President Donald Trump’s proposal for comprehensive tax reform was almost immediately dismissed as heartless by liberal academics and progressive students, but we wanted to know what college students really think about the tax plan.
As it turns out, most of the students we interviewed were enthralled by Trump’s tax proposals...when they thought the ideas came from Bernie Sanders.
A Greek Life retreat at the University of Mississippi (Ole Miss) was abruptly cancelled in August after students spotted a banana peel hanging in a tree, prompting Interim Director of Fraternity and Sorority Life Alexa Lee Arndt to lament that “many members of our community were hurt, frightened, and upset by what occurred at IMPACT.”
Student Ryan Swanson later admitted responsibility, explaining that he had discarded the banana peel after he was unable to find a garbage can nearby.
Following the results of the 2016 election, many speculated that Democratic candidate Hillary Clinton lost because she was a woman.
An experiment designed to reveal gender bias by reenacting the presidential debates with the candidates’ genders reversed, however, found that Clinton would have been even less likeable as a man—a result that surprised even the professor who designed the experiment.
A University of Nevada-Las Vegas professor told her class that President Trump was to blame for the horrific massacre that occurred just five miles away from campus.
UNLV Assistant Professor Tess Winkelmann told her students that when Trump got elected, “I told my classes three semesters ago, some of us won’t be affected by this presidency, but others are going to die. Other people will die because of this.”
A display in a University of Minnesota residence hall provides an 11-point “checklist” to help students identify their “white privilege.”
The checklist featured 11 statements that ostensibly apply exclusively to white people, including statements such as “I can arrange to be in the company of people of my race most of the time,” and “I can go shopping alone most of the time, pretty well assured that I will not be followed or harassed.”

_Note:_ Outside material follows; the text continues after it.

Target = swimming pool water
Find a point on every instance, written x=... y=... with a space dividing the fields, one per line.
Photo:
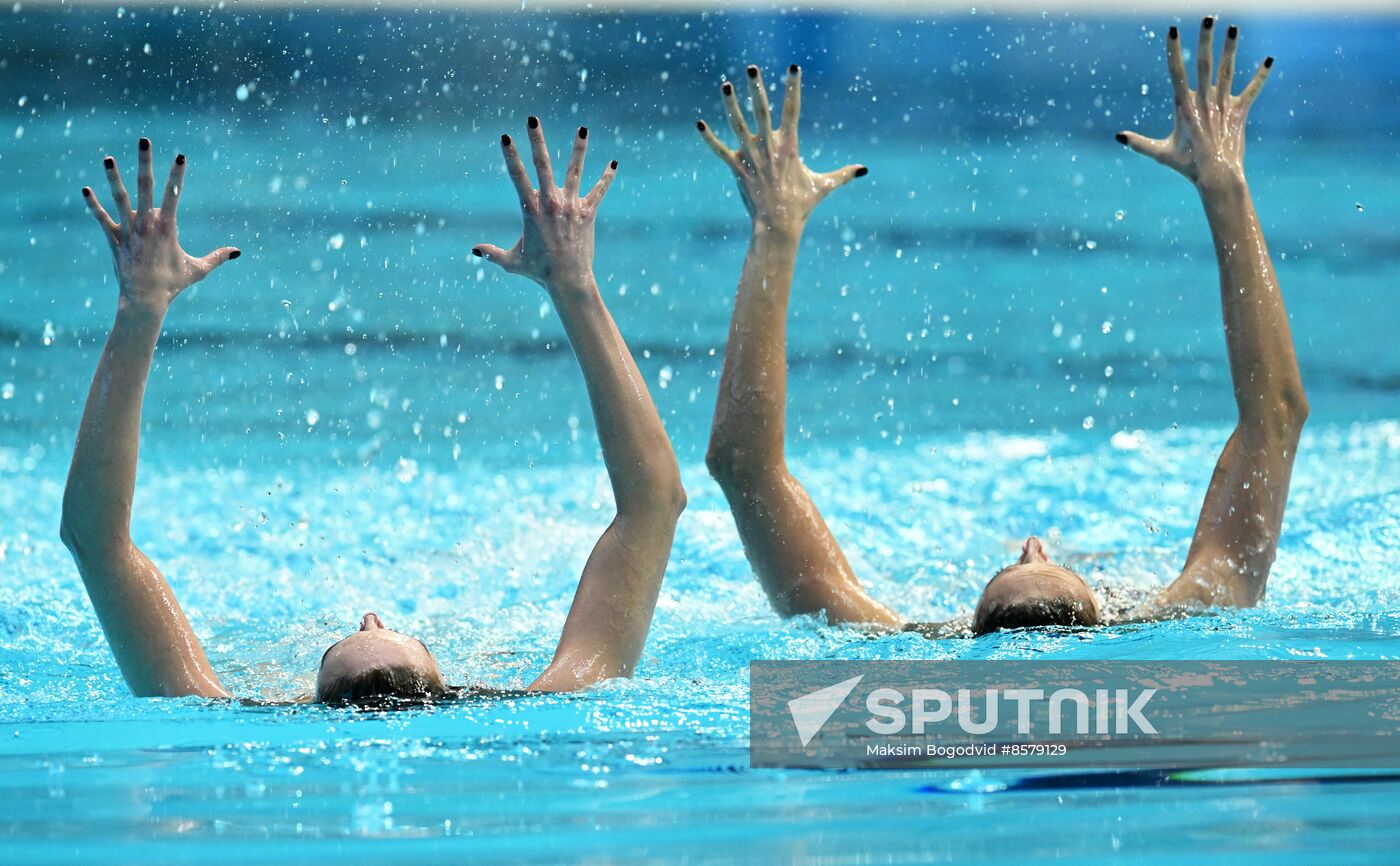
x=1011 y=328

In February, a California State University, Fullerton professor allegedly assaulted a College Republicans member in broad daylight during a demonstration against President Trump’s executive order on immigration.
The students identified the assailant as a part-time anthropology professor Eric Canin and said that they were prepared to press charges against the academic. The school later suspended Canin after confirming the allegations through an internal investigation.
A math education professor at the University of Illinois claimed that algebra and geometry skills perpetuate “unearned privilege” among whites and that educators must be aware of the “politics that mathematics brings” in society.
“On many levels, mathematics itself operates as Whiteness,” Rochelle Gutierrez wrote in her book. “Who gets credit for doing and developing mathematics, who is capable in mathematics, and who is seen as part of the mathematical community is generally viewed as White.”
Northern Arizona University attempted to expand the frontier of social justice by posting signs outside of campus bathrooms that asked students if they have “pee privilege.”
The university later claimed that the placards were "NOT authorized" by the school and that the administration is attempting to identify those who posted the flyers.
A University of Georgia professor has adopted a policy that allows students to select their own grades if they “feel unduly stressed” by their actual grade in class.
Two online course syllabi for Dr. Richard Watson’s courses explain that the academic implemented the policy because “emotional reactions to stressful situations can have profound consequences for all involved.”